Le réceptacle ivoire évoque un entonnoir.
Des concrétions calcaires parfois l’agrémentent,
Fort malheureusement, il arrive qu’ils sentent
D’une pénible odeur, c’est là un gros point noir.

 

Vive la chasse d’eau ! Ah ! quel progrès technique.
Tirez ! L’eau s’en échappe en gros bouillons puissants.
Le tumulte des eaux, trombe cataclysmique,
Est suivi d’un bruit de succion réjouissant.

 

Mais mon goût pour ces lieux ne tient qu’à trois fois rien,
Car on peut s’isoler pour y lire à loisir,
Sans être dérangé par le moindre vaurien,
Crétin qui n’entend rien à ce divin plaisir.

 

Ce Tycho dont il est question est Tycho Brahé (1546-1601), le grand astronome danois, prédécesseur de Kepler, mort d’une rétention d’urine, ayant passé la journée dans le carrosse de l’empereur Rodolphe sans avoir jamais osé confesser la nécessité dans laquelle il se trouvait.

 

 

La sainte sourcière

 

La bêtise du peuple est souvent affligeante.
Ainsi, vécut à Lourdes une fille simplette
Que son père François – un meunier peu honnête –
Bernadette nomma. D’une santé navrante,

 

Par l’affreux choléra épargnée de justesse,
Genoux cagneux, fichu crasseux, cette pauvresse
s’en alla vers le gave, un jour de février.
Le ventre vide, elle crut voir près d’un rosier

 

Une fée tout de blanc vêtue, ceinte d’azur,
La chose est bien courante en ces terres austères,
Mais un curé y vit miraculeux augure

 

De revenus coquets.
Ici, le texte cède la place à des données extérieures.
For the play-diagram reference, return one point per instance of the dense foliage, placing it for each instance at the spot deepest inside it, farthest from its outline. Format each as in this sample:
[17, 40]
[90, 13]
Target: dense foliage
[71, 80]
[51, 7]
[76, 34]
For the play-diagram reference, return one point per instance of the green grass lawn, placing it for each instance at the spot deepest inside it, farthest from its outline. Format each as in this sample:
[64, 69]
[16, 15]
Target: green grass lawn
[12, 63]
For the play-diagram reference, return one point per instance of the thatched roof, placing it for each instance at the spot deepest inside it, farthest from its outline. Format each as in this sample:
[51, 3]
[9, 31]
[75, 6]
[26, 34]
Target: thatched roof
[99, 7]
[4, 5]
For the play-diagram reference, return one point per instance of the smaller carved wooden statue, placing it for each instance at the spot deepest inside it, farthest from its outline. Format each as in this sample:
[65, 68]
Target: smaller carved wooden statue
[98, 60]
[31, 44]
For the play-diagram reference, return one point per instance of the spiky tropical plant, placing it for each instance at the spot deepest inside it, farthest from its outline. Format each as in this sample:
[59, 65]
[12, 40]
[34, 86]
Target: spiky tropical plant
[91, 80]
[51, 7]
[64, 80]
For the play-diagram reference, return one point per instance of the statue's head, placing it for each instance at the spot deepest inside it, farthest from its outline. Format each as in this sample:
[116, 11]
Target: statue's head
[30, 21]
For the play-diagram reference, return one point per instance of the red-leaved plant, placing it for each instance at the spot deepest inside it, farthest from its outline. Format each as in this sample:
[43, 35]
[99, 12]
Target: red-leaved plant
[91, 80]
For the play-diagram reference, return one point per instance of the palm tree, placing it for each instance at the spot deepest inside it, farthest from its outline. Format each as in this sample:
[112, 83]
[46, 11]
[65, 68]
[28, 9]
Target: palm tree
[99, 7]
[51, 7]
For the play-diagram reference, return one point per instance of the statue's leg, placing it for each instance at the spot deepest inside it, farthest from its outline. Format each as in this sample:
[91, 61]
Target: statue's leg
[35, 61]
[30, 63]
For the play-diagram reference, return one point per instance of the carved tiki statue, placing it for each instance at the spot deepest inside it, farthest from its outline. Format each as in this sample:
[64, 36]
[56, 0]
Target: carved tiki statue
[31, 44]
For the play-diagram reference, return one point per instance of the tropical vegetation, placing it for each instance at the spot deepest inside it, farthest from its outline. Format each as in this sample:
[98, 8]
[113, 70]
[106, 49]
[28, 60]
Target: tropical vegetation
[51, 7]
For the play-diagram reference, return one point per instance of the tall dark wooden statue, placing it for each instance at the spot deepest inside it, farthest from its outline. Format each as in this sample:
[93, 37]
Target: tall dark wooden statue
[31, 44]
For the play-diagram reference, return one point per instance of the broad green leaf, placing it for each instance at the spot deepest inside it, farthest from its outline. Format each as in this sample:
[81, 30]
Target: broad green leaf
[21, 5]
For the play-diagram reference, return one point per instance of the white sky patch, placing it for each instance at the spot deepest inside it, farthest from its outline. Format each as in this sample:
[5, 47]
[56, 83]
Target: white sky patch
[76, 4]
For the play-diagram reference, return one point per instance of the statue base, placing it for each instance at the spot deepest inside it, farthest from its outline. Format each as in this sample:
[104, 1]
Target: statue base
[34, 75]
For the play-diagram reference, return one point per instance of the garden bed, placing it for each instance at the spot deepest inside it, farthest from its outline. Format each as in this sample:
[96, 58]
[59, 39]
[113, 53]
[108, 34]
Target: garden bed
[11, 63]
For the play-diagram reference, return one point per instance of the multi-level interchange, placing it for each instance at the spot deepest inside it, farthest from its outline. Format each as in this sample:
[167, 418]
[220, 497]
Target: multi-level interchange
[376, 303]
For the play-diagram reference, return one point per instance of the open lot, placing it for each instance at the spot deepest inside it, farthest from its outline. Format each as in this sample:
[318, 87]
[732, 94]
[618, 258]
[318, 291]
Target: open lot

Il fut bientôt complice
De commerçants madrés, d’indélicats vicaires
Abusant des bigots, comme ils font à l’office.

 

 

La complainte des latrines

 

Quand, l’hiver, tout pressé,
D’un petit pas cassé,
Aux infâmes latrines,

 

Le trou du cul glacé,
Le bout du gland gercé,
Je vais m’exonérer,

 

Me vient une pensée :
La vitesse insensée
De mon putride étron

 

Va-t-elle terrasser
Les piétons amassés
Qui passent à l’aplomb ?

 

Et contre l’injustice
Je m’élève et je pisse
– Nauséabonde urine –

 

Car si La Villardière
A un si beau derrière
C’est grâce à ses latrines

 

Qui sont surélevées.
Quand je suis de corvée,
J’en prends plein les narines

 

C’est dans l’armée française
Qu’on pisse bien à l’aise
Quand on est officier.

 

 

Sonnet des testicules

 

De mes ardeurs, vous êtes le doux véhicule.
Pudiques je vous sais, étonnants tubercules,
Vous vous escamotez, par peur du ridicule,
Sous un duvet charmant, frisettes minuscules.

 

Toujours par deux allez car quand l’un gesticule,
Son frère communie avec lui, j’éjacule.
Savonnés avec soin, pas une pellicule
Ne vient là régaler d’odieux animalcules.

 

Mon prépuce vous oint, utile cuticule,
Et mon phallus se pâme, ô ! noble caroncule,
Dans des pertuis divins, profonds diverticules.

 

Je flatte volontiers, quand vient le crépuscule,
De deux expertes mains ces rondes particules
Qui ornent joliment mon mâle tentacule.